The day before the fight I withdrew all but five bucks from my account at the Greater Niagara Credit Union. Edwina had sold our house while I was locked up and transferred my half into the account I’d opened as a ten-year-old to rathole the money I made mowing neighbourhood lawns.
The days leading up to the fight had passed quickly. I’d done plenty of running—I’d slacked off in prison, seeing as it made me feel like a hamster on a wheel. Now I ran at night. I’d wake up in the witching hours and drag myself to the bathroom. I’d open the cupboard and hunt out the bottle at the back with an old rag tented over it. Tuf-Foot. The tagline read: A dog is only as good as his feet.
I’d squeeze some goo into my hands and massage it into my joints. Afterwards my hands were stained brown and achy to the bones, but I needed them to stay together in the fights.
I’d yank on the heavy workboots I used to wear at the Bisk, a hooded sweatshirt, and enter the empty corridors of night.

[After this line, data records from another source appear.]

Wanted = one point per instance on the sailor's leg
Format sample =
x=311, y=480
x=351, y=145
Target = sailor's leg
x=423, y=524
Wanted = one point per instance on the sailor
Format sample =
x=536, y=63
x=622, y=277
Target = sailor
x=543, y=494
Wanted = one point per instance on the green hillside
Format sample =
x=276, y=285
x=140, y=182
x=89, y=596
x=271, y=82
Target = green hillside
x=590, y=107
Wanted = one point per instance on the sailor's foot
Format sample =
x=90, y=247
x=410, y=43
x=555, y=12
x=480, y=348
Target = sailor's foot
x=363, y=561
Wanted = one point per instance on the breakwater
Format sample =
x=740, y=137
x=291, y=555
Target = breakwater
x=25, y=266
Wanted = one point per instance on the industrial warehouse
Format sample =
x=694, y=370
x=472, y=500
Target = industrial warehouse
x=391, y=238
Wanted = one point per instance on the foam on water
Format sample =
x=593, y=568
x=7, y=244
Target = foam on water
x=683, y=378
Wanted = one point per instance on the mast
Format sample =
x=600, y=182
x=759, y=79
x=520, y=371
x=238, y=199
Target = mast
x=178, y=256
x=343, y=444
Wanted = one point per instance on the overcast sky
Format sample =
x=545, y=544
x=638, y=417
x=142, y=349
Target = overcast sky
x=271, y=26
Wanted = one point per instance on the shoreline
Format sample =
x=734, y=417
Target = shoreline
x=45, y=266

The streets were pretty much deserted. The few guys I passed weren’t dangerous so much as desperate, broken by pills or inhalants or strong drink or the unstoppable craving for all those things. Every so often a face would jump out of a dark alley asking for something, or offering it, and I’d think: Jesus, I used to know you. We played baseball at Reservoir Park.
I’d run down Stanley Ave. as the bars emptied out, juking around drunk kids laughing their batshit laughter, finding myself a little terrified by that sound—it was the laughter of people who felt invincible because of their youth and promise and the wide-open future. Guys in prison didn’t laugh like that.
I’d run further down the block where other bars were letting out, the ones with dark windows and no signs where the hospital orderlies and tollbooth operators drank. Men would shoulder through black presswood doors with fixed expressions on their faces and cigs fixed between their chalky lips. I’d watch the fresh air smack them in the face, their pupils constricting as the realization dawned: Sweet Jesus, I’m not anywhere near drunk enough! Some of them gave me a slit-eyed look before nodding, but not chummily. These guys weren’t a lot older than me, their faces wrecked from drink or just the years piling up with brutal math.